A national survey conducted in the U.S. (2005) showed that 45% of adolescents sleep less than the recommended amount (8 hours or more per night) and 31% are on the border. We found similar values in our study (46%). In our sample of school-age children, we also found that as age increased, sleep duration decreased. Our findings are in line with those of a representative sample of U.S. adolescents conducted by the National Sleep Foundation in 2006 that found that sleep duration was primarily decreased because subjects were going to bed later (17).
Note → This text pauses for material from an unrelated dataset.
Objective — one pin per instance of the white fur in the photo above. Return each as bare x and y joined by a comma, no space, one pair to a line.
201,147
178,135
A recent study has reported a positive association between physical activity and increased sleep duration in children (18). However we did not find any association between physical activity and sleep duration, albeit the higher sedentary behavior in our sample (79.6%) compared to other studies conducted in school-age children (11,19).
Caffeinated and soft drinks were consumed regularly in both groups before bed, but is not possible to determine is this consumption has a possible disruptive role in sleep duration in obese children.
Strengths of this study include having a representative sample of public school children in Santiago and highly trained personnel carry out the anthropometric measurements. Several limitations must also be mentioned. Our study is cross-sectional, thus causality cannot be determined. We used self-reported measures to determine sleep duration, physical activity, and eating habits. This methodology may have introduced some bias. A final limitation is that screen time (television and/or computer) was not assessed. We consider this narrow age because Tanner staging assessment was not allowed to assess by school rules, hence a puberty assessment in this group could not be done. This is a limitation of our study.
Our results show that short sleep duration during the week (<10.5 hours) is associated with obesity in 6- to 10-year old school children and that obese children sleep less during the week compared to their normal weight peers. Further research is needed to understand the impact of lack of sleep on children obesity, but also public health obesity interventions should include messages associated with adequate sleep duration in children.
For their time and helpful suggestions, we thank all of the teachers that collaborated on this project.